The company is trimming investment after capacity expansions as higher soda taxes are set to weigh on demand in Mexico.

Overview

  • Coca‑Cola FEMSA reported Q4 2025 revenue of 77,750 million pesos, EBITDA of 18,169 million, operating income of 13,702 million and net income of 7,501 million, beating forecasts as shares rose about 4% on the BMV and ADRs gained roughly 3.5%.
  • Quarterly volume reached 1,093 million unit cases, up 1.3% year over year, with the CEO noting record December levels across the company’s four main operations.

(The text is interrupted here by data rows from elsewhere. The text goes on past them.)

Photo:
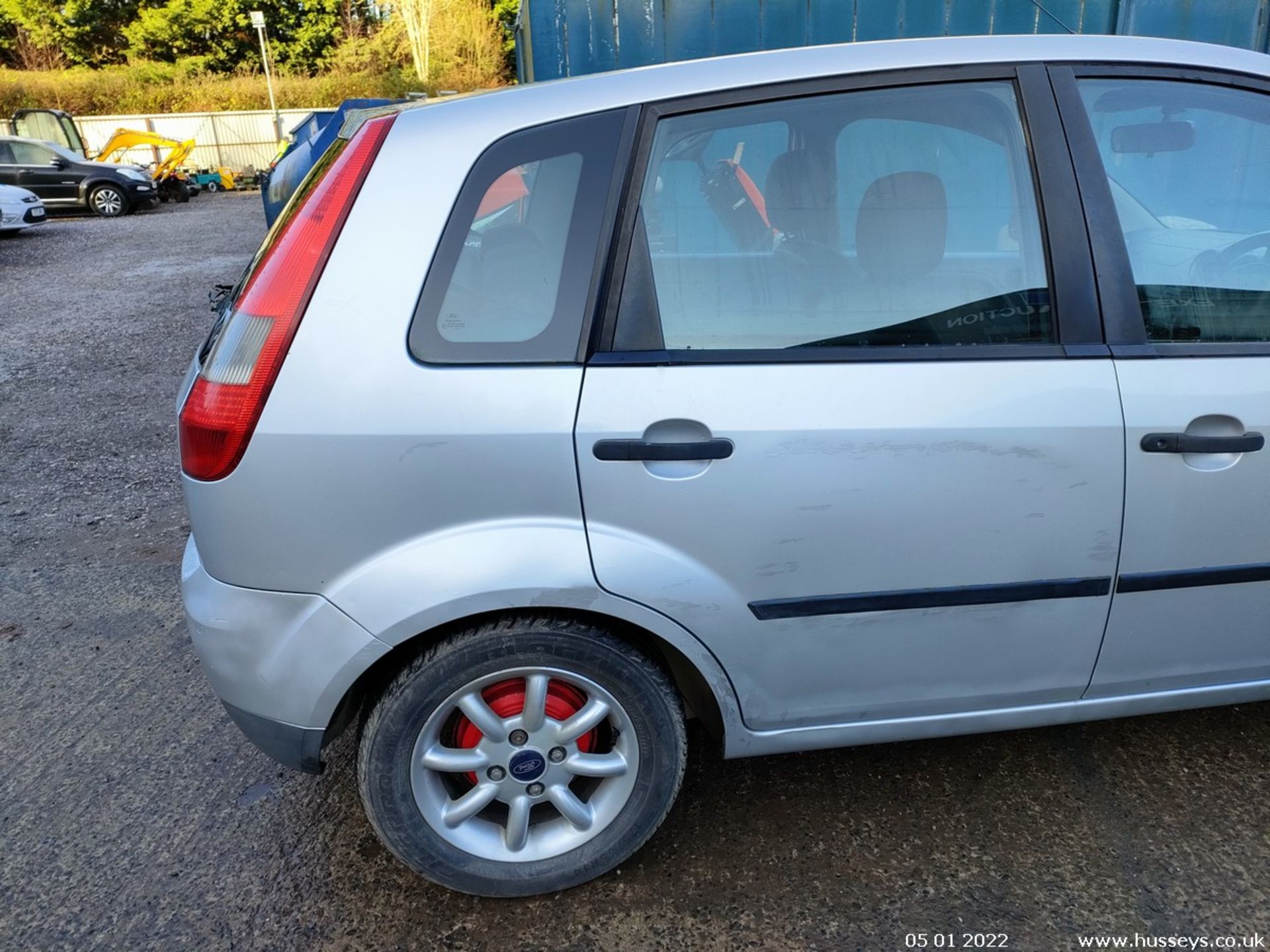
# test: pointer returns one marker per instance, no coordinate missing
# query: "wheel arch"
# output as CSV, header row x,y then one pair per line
x,y
706,695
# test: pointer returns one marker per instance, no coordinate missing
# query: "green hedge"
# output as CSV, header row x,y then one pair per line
x,y
164,88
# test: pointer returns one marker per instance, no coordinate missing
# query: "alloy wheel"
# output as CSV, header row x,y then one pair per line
x,y
525,764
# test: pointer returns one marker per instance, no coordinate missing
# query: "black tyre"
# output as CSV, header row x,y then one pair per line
x,y
523,757
108,201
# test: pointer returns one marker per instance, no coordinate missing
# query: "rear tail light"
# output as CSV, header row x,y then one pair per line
x,y
243,362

  • Management guided 2026 capital spending to 7–7.5% of revenue, likely near the low end, following completed expansions in Mexico’s southeast and in Brazil; 2025 CapEx was 8.2% of revenue (about 23,923 million pesos).
  • The company expects low‑to‑mid single‑digit volume declines in Mexico in 2026 as price increases offset higher IEPS, now 3.0818 pesos per liter for sugary drinks and 1.50 pesos for non‑caloric beverages, with pricing moves to be taken cautiously and informed by 2014 tax lessons.
  • To counter pressure, KOF plans to lean on revenue management, FIFA World Cup brand exposure and digital initiatives, while full‑year 2025 results showed revenue up 4.3% on higher price per case despite a 1.8% volume drop.